[OAI-implementers] Perl regexp for validating 'identifier' (anyURI)
needed
Tim Brody
tim@tim.brody.btinternet.co.uk
Wed, 26 Feb 2003 13:15:50 +0000
The regexps I use are:
For identifier:
/^[[:alpha:]][[:alnum:]\+\-\.]*:.+/
For setspec:
/([A-Za-z0-9_!'\$\(\)\+\-\.\*])+(:[A-Za-z0-9_!'\$\(\)\+\-\.\*]+)*/
For metadata prefix:
/^[\w]+$/
And date:
/^(\d{4})-(\d{2})-(\d{2})(T\d{2}:\d{2}:\d{2}Z)?$/
These are taken from my oai-perl libraries, which contains a module
"OAI2::Repository" with a method that determines whether OAI arguments
are valid (draws strongly on Simeon's DLib tutorial from all those years
ago :-).
All the best,
Tim.
# Copied from Simeon Warner's tutotial at
# http://library.cern.ch/HEPLW/4/papers/3/OAIServer.pm
# (note: his is the wrong grammer for ListSets)

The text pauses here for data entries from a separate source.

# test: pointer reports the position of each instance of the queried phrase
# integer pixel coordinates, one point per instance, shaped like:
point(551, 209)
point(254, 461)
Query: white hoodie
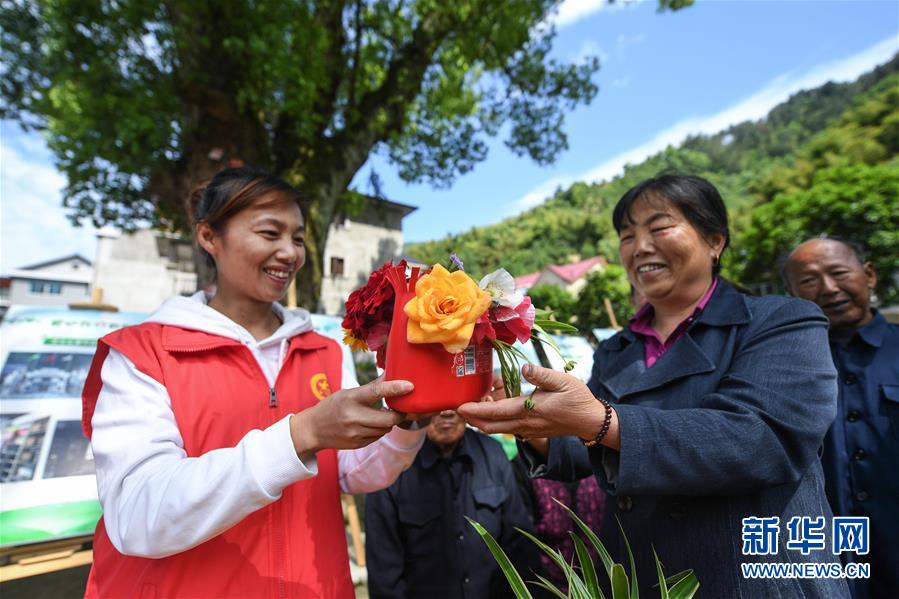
point(156, 500)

# 0 = optional, 1 = required, 2 = exclusive
my %grammer = (
'GetRecord' =>
{
'identifier' => [1, \&validate_identifier],
'metadataPrefix' => [1, \&validate_metadataPrefix]
},
'Identify' => {},
'ListIdentifiers' =>
{
'from' => [0, \&validate_date],
'until' => [0, \&validate_date],
'set' => [0, \&validate_setSpec_2_0],
'metadataPrefix' => [1, \&validate_metadataPrefix],
'resumptionToken' => [2, sub { 1 }]
},
'ListMetadataFormats' =>
{
'identifier' => [0, \&validate_identifier]
},
'ListRecords' =>
{
'from' => [0, \&validate_date],
'until' => [0, \&validate_date],
'set' => [0, \&validate_setSpec_2_0],
'metadataPrefix' => [1, \&validate_metadataPrefix],
'resumptionToken' => [2, sub { 1 }]
},
'ListSets' =>
{
'resumptionToken' => [2, sub { 1 }]
}
);
marinb@gmx.net wrote:
> Hi all.
>
> I am sure somebody has already written/found a reasonable good perl regexp
> for validating the identifier parameter. I only could find one for decoding
>
> m|^(?:([^:/?#]+):)?(?://([^/?#]*))?([^?#]*)(?:\?([^#]*))?(?:#(.*))?|
>
> but it is not suitable for validating as no check is made for allowed
> characters
> within each 'fragment'. There must be a better solution instead of
> extracting
> the fragments and validating each of them separately?
>
> Can anybody also tell me where is the problem with following request?
>
> Response to this request did not give error code 'badArgument':
> verb=ListRecords&metadataPrefix=oai_dc&resumptionToken=junk&until=1990-01-10
>
> Would appreciate very much any help,
> Cheers,
> Marin
>